Untukmu, Tuan Aktivis

Konten ini adalah kiriman dari pembaca dakwatuna.com. Kirimkan informasi, gagasan, pemikiran, atau pendapat dari Anda dalam bentuk tulisan kepada kami, klik di sini.
Ilustrasi. (inet)
Ilustrasi. (inet)

dakwatuna.com – Kehidupan kampus memang asik-mengasyikkan. Masa muda yang emas memang paling pantas bila digunakan untuk banyak beraktivitas, mencoba-coba banyak hal, bermain-main mengembangkan ‘batas’. Tak cukup rasanya kuliah sekian tahun, tapi kemudian getas karena sehabis kelar kelas langsunglah pulang ke peraduan – kamar kontrakan. Hambar rasanya mencicipi kegiatan perkuliahan, tanpa kemudian ditambah ‘bumbu-bumbu’ warna-warni kemahasiswaan. Berkarya di unit, kongkow (produktif) di himpunan, melingkar di kabinet, rapat sampai tengah malam entah di selasar mana, atau bahkan merintis sendiri berbagai macam perkumpulan-proyekan, demi menyalurkan energi yang melimpah dari usia yang muda –atau sekadar pelampiasan dari tugas kuliah yang membekukan kepala. Nano-nano kehidupan tuan aktivis.
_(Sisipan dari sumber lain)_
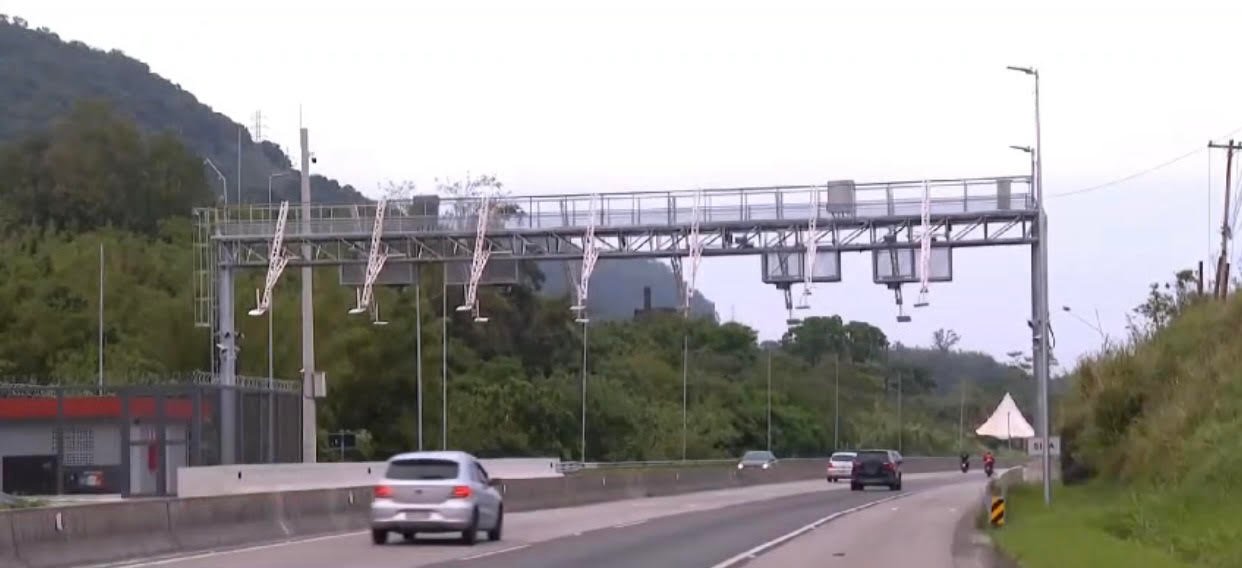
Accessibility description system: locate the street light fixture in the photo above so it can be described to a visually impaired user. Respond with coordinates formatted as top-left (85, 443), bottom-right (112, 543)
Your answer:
top-left (267, 172), bottom-right (293, 204)
top-left (1061, 306), bottom-right (1108, 343)
top-left (202, 158), bottom-right (229, 205)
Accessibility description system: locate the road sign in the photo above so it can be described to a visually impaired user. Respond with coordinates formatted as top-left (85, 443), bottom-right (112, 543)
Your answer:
top-left (989, 497), bottom-right (1005, 527)
top-left (1027, 436), bottom-right (1061, 457)
top-left (328, 431), bottom-right (358, 450)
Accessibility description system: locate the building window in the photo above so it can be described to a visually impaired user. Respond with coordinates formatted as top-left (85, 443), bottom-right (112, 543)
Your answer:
top-left (52, 426), bottom-right (94, 466)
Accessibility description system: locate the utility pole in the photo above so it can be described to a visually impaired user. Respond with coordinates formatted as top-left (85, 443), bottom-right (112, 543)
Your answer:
top-left (1207, 139), bottom-right (1242, 300)
top-left (440, 265), bottom-right (448, 450)
top-left (99, 241), bottom-right (103, 396)
top-left (832, 353), bottom-right (841, 451)
top-left (299, 128), bottom-right (319, 464)
top-left (682, 329), bottom-right (691, 461)
top-left (958, 379), bottom-right (966, 451)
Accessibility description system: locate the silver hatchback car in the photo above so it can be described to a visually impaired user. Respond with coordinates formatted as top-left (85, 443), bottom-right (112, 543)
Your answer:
top-left (371, 451), bottom-right (504, 544)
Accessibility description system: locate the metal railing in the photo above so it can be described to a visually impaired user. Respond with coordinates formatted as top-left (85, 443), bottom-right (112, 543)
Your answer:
top-left (556, 456), bottom-right (954, 474)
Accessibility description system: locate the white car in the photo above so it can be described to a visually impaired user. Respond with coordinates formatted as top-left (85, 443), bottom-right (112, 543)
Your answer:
top-left (371, 451), bottom-right (504, 544)
top-left (827, 451), bottom-right (857, 483)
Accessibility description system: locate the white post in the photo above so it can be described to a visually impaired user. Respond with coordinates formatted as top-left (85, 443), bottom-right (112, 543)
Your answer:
top-left (99, 241), bottom-right (103, 396)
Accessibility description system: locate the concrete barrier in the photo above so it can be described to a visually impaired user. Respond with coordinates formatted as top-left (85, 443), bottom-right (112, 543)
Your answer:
top-left (0, 457), bottom-right (958, 568)
top-left (281, 487), bottom-right (371, 536)
top-left (162, 493), bottom-right (281, 554)
top-left (176, 457), bottom-right (561, 497)
top-left (7, 501), bottom-right (179, 568)
top-left (0, 515), bottom-right (22, 568)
Apalagi kemudian jadi seorang aktivis yang juga aktif mengisi mentoring, membina sekumpulan adik-adiknya, berbagi dengan ilmu atau sekadar pengalaman yang dipunya, dengan harapan bisa dicontoh-dijadikan pelajaran-dijadikan batu pijakan bersama-sama. Mantap terdengar!
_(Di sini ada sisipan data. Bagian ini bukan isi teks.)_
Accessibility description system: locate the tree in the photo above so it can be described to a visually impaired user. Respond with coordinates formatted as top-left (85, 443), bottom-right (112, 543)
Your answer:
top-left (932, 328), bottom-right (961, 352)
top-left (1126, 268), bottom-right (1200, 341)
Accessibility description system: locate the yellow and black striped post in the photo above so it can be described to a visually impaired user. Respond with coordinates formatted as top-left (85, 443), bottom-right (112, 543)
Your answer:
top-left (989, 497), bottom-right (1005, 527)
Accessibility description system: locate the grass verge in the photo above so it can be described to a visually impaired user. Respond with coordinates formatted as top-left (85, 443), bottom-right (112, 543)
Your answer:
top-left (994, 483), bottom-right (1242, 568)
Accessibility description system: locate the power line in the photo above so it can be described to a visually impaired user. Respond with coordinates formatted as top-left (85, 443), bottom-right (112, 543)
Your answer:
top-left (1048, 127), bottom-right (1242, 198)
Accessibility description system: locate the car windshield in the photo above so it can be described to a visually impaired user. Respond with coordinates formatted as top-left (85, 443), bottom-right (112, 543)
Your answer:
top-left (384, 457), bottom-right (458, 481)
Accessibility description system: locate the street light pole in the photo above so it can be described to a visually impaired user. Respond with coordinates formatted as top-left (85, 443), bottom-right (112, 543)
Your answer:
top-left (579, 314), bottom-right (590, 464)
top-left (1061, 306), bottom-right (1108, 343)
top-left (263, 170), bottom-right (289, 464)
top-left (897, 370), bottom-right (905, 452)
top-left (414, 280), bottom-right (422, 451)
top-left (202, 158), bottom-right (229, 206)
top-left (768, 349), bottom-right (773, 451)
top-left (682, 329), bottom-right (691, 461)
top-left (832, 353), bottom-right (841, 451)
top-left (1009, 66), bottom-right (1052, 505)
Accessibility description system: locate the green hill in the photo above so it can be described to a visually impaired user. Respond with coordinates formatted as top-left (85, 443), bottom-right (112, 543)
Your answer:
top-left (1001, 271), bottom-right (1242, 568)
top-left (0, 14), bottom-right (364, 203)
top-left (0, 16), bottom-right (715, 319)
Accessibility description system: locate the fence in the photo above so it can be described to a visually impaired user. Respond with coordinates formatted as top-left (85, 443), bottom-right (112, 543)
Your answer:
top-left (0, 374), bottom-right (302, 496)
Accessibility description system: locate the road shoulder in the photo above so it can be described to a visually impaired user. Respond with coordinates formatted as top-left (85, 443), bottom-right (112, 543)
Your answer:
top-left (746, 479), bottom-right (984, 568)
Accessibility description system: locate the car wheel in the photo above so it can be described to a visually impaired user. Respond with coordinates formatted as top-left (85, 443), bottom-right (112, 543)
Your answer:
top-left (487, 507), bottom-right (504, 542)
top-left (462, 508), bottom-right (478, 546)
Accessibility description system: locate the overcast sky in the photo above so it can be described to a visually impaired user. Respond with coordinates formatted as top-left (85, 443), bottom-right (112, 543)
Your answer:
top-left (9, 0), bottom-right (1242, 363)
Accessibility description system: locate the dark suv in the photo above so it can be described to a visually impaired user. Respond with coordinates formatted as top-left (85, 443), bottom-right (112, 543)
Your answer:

Nah, sebenarnya mode seorang mahasiswa seperti yang di atas sudah cukup banyak jumlahnya. Mudah ditemukan, di mana-mana, (hampir) kapan saja. Namun, apakah cukup semua sekadar menjadi aktivis idealis, nan pandai berkata manis? Apakah cukup kegiatan hariannya, dengan kemungkinan permutasi yang coba disederhanakan, ke kampus – mengikuti kelas – menyelesaikan tugas akademis – ‘berseloroh’ dengan  teman seperjuangan – mengisi mentoring – kegiatan pribadi – sembahyang – dan istirahat? Apakah kegiatan kemahasiswaan –yang sebagian besar adalah meniti satu per satu pengalaman- cukup hanya untuk menghasilkan satu dua wacana dan obrolan? Atau satu dua proyekan yang hanya dimengerti orang dalam, dan orang luar cukup tahu sekadar ‘ada’ atau sekadar ‘nama’, tanpa perlu tahu ‘kenapa’ dan ‘bagaimana’? Atau hanya berupa diskusi tukar pikiran yang diselingi perdebatan, yang kemudian berakhir pada suatu kesimpulan yang disimpan dalam jaringan otak sendiri, lalu kemudian lambat laun terlupa? Atau hanya berupa penyampaian materi sejam dua jam dari sang kakak mentor, lalu lepas tuntas tumpas tiada bekas? Tanpa sebuah peninggalan hasil baku yang –setiap orang bisa baca, tahu, dan rasakan latar tujuannya, kapan saja- sebuah ‘pengarsipan’ ide brilian-wacana-hikmat cerita, dalam bentuk tulisan?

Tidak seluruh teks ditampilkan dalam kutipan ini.